Since the existing forces have already been subjected to saturated pressure and demand, Gates offered that the trainers would be part of new forces that would be deployed to Afghanistan. He further said about 60 percent would be for the Afghan police and 40 percent would be for the army.

Other issues

There also remain other hurdles which greatly hamper the success rate of the western mission in Afghanistan. The NATO-led coalition there still needs aircraft, medical equipment and military trainers to bolster its planned spring assault against the Taliban.

There also is the ever important issue of better coordination between the military and civilian activities, including the reconstruction efforts.

Long term commitment

It seems that the NATO led forces are here to stay in Afghanistan. Gates, after the Quebec meeting, assertively said that

it appears that the NATO allies are prepared to make a long-term commitment to the struggling nation.
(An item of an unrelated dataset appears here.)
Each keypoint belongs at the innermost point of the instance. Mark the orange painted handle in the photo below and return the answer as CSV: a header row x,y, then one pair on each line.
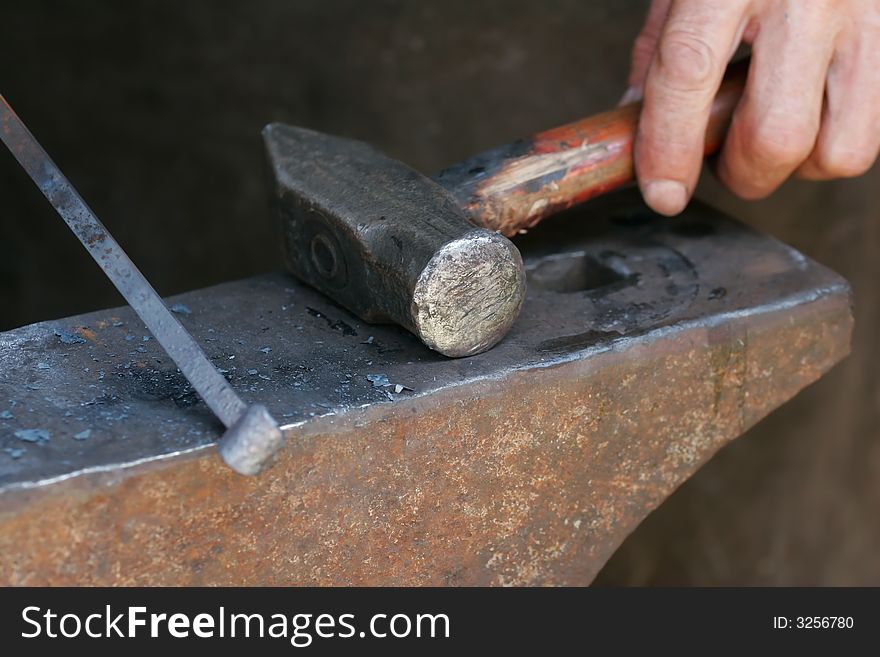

I think all of us anticipate that this is a years-long process the coalition members also understand that they have to establish a secure environment in Afghanistan in order for the other improvements to take hold.

While their motives may be noble, the various European nations involved in the military mission, especially Germany, France and Italy, have felt increasing pressure from the US in terms of filling the shortfalls in troops and equipment, as well as loosen restrictions on some forces who are limited in what they can do or where they can go.

However, the domestic pressure is getting fiercer for these leaders and they are debating on how long will they actually be staying in Afghanistan. If these nations decide to pull out their resources, the US led military operation would suffer serious setbacks.